In the end, however, their presence and influence in the "data science" world may have exacerbated the misconceptions invoked by the name of "data science," which in itself has little to do with contributing to the growing body of scientific knowledge.

What data science does

In practice, "data science" refers to a broad range of arts and crafts for handling and analyzing data as well as communicating the analysis results. And its goal is almost always tied to better decision making mostly in the business context.

Some people seem to attach the name "data science" to specific software tools or statistical models, e.g. one must write Python code to fit fancy machine learning models to be considered a proper "data scientist." My impression is that this kind of argument is most often pushed by online courses sold to students, but that's totally unnecessary.

That is why it is possible to argue that one can do "data science" using Microsoft Excel or writing SQL queries. Dashboarding tools like Tableau and Microsoft Power BI also claim their places in "data science." Some may not like it, but it seems that you are doing "data science" as long as you can dig out those insights from data.
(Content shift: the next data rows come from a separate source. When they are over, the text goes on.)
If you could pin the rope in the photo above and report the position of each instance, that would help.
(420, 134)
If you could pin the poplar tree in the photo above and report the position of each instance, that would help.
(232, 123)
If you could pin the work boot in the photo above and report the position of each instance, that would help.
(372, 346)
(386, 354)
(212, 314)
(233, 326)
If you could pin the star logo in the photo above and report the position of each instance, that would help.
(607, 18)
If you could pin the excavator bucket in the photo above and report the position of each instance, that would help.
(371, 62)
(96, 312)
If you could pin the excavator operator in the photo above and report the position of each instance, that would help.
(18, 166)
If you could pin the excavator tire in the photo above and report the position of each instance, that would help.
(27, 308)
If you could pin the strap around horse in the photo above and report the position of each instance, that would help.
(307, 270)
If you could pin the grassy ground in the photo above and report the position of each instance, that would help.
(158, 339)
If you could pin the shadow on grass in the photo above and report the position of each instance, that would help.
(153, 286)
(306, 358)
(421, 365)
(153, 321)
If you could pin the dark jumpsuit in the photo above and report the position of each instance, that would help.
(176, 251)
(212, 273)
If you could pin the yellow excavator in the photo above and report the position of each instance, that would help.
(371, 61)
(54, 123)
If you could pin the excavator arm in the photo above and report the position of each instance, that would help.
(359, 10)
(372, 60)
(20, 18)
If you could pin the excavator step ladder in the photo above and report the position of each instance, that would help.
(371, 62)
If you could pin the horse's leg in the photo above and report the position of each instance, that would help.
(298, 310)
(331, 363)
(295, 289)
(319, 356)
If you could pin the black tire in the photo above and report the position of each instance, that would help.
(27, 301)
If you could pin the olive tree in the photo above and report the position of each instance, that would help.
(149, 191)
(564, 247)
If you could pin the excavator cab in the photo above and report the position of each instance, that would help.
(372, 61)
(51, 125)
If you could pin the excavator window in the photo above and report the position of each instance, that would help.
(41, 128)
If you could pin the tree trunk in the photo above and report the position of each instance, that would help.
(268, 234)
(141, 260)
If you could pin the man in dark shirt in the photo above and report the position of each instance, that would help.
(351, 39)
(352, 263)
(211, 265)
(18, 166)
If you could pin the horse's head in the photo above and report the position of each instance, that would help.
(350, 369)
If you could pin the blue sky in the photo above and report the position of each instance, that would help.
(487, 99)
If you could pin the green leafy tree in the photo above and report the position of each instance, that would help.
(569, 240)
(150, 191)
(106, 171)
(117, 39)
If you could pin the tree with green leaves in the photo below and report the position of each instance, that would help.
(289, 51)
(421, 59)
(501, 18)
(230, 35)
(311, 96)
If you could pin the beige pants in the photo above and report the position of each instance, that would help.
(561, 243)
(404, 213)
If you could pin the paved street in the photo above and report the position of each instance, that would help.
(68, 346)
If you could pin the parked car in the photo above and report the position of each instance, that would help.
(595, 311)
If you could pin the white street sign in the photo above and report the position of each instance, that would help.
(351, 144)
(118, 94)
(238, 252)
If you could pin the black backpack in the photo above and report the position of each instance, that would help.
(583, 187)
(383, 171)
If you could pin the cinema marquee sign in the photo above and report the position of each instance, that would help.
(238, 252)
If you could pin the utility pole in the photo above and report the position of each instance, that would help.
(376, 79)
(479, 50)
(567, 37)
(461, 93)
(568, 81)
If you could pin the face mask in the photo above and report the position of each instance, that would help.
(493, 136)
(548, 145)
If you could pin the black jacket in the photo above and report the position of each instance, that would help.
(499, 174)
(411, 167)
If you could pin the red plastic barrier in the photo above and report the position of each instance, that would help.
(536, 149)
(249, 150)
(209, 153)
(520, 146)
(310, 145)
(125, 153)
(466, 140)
Of course, in more advanced settings, the work of "data science" requires modern and powerful computational solutions in order to work with a truly large volume and variety of data efficiently. To make it work, you need distributed computing, complex machine learning models, robust data pipeline infrastructure, and all that jazz. Still, these cases are rare and many "data scientists" continue to work with maybe a few tens of thousands of records at a time.

What data science is

I consider "data science" ultimately as a rebranding of business intelligence/analytics.

It is a rebranding because it does not bring anything fundamentally new to the table despite its marketing pitch. What has changed is, rather, the environment in which more data (both in terms of quantity and format) and more powerful tools (both software and mathematical/computational constructs) are now made available. We may see this as the evolution of an existing field, but not something radically new and certainly not a new branch of science.
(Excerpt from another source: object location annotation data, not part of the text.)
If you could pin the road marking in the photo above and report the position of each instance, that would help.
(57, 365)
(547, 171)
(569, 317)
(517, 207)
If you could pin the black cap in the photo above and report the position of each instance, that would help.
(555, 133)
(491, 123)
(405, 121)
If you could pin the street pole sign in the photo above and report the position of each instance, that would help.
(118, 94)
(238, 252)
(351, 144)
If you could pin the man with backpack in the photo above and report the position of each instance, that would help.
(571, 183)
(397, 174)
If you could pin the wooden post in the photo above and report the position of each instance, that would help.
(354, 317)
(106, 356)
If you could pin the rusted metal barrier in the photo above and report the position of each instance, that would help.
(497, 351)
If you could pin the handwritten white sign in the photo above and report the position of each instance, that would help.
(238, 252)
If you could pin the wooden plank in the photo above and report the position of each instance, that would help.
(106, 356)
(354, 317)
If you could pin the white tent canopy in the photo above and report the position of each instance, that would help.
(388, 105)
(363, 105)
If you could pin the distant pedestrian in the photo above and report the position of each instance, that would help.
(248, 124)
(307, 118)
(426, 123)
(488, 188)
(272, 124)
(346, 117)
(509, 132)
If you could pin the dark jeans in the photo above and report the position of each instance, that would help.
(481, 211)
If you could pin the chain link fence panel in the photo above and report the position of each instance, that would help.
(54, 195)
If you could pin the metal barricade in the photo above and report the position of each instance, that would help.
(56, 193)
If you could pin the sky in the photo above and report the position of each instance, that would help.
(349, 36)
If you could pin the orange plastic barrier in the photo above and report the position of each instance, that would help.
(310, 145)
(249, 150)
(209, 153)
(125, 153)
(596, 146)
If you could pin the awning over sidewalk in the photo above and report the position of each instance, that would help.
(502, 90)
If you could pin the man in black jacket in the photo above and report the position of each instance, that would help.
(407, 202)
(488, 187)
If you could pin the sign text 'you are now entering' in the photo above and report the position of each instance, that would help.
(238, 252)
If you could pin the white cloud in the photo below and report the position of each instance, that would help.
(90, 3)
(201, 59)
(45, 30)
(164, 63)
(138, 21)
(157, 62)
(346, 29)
It is business intelligence because the goal is better decision making. In this sense, if a fitted machine learning model is a product in itself, or constitutes the core part of a product, it is no longer "data science." However, collecting the data generated from its uses and analyzing that data to improve the product or service do fall in the realm of "data science."

And that's OK

All of this talk is not to dismiss "data science" and what it has to offer. "Data science" does not need to pretend like it's a "science" to be great. Modern science relies on mathematical language and concepts but it's no mathematics, either. Does this mean science is somehow inferior to mathematics? No. They are just different.

And what's wrong with better business intelligence? Decision making is an important part of life, and if we can employ modern technologies in a disciplined manner to improve that, it can do wonders.

The name "data science" is everywhere already. And maybe "science" in its name helped it to get widely popularized. But now that it is no longer the latest hype in the market, I'd like to see some more introspection and maybe another rebranding--this time, for the sake of sanity and self-respect.